Por um lado, é possível argumentar que McGann não está escondendo o jogo. Inúmeros entrevistados reforçam, constantemente, os perigos da apneia, e a exclusão de entrevistas atuais com ambos Alessia e Stephen deixam bem claro que algo aconteceu com pelo menos um deles. Mas não demora muito para juntarmos as peças, e quando o evento definidor do filme enfim vem, há menos de 30 minutos para explorar as consequências e detalhes do que se passou.

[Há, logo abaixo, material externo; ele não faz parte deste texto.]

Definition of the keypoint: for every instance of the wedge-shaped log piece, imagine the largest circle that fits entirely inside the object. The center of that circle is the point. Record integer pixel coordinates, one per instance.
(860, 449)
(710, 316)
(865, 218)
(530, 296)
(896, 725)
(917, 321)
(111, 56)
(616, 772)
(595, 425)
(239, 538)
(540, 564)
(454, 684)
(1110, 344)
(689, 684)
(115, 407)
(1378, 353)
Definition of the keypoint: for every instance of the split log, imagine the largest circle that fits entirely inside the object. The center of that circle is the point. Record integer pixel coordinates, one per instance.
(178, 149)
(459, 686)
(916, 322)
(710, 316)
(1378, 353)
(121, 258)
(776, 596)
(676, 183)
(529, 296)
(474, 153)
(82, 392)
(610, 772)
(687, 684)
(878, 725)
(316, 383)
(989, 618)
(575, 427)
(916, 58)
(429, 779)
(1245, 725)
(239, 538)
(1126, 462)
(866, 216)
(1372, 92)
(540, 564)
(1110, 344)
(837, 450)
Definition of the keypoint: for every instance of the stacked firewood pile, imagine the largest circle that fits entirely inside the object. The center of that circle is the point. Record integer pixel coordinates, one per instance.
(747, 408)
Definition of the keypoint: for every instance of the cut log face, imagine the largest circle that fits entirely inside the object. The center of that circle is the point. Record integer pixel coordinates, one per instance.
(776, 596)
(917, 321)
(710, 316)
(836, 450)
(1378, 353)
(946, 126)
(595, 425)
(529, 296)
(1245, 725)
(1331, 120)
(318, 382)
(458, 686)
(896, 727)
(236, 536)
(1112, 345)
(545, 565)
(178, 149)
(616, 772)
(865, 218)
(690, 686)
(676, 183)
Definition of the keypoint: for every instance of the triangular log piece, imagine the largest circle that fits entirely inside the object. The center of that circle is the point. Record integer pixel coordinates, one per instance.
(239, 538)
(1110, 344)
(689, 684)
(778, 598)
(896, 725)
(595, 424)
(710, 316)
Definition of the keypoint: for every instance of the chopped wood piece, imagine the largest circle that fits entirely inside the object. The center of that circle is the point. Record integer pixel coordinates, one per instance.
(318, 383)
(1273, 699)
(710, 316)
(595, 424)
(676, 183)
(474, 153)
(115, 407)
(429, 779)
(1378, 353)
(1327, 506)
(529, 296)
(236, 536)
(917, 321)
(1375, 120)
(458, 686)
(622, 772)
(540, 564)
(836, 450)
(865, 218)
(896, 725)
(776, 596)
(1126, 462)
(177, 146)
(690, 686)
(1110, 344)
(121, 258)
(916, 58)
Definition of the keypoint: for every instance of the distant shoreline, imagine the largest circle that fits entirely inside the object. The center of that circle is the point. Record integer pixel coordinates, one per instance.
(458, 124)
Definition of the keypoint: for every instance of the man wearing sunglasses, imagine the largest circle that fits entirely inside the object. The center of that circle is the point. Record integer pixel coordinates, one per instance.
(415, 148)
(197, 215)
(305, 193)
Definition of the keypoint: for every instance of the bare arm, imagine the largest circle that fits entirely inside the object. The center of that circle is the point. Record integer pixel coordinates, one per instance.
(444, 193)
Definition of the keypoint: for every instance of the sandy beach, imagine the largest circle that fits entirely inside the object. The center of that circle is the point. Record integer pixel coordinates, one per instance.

É como se De Tirar o Fôlego nunca nos deixasse entrar no íntimo dessa história. A forma como o filme retém informações em busca de nos devastar com um maremoto sentimental avistado muito antes de sua chegada beira o frustrante, e impede a criação de uma conexão maior com Alessia e Stephen. Ficamos à deriva, desejando por um retrato mais preciso de seu luto, sua superação ou seus medos. Os já costumeiros textos pré-créditos nos atualizam da situação, mas não desfazem o dano que McGann gera ao transformar aquilo que devia ser o centro emocional da obra num mistério pouco secreto (vendo o filme na Netflix, não foi difícil imaginar uma pessoa menos paciente jogando os nomes dos personagens no Google e obtendo respostas).

De Tirar o Fôlego é, em seus melhores momentos, o tipo de documentário transformador que nos leva para outro universo, nos revela cantos nunca antes vistos da experiência humana e do planeta onde habitamos. É na sua incapacidade de fazer o mesmo com as emoções e relacionamentos que o filme se afoga.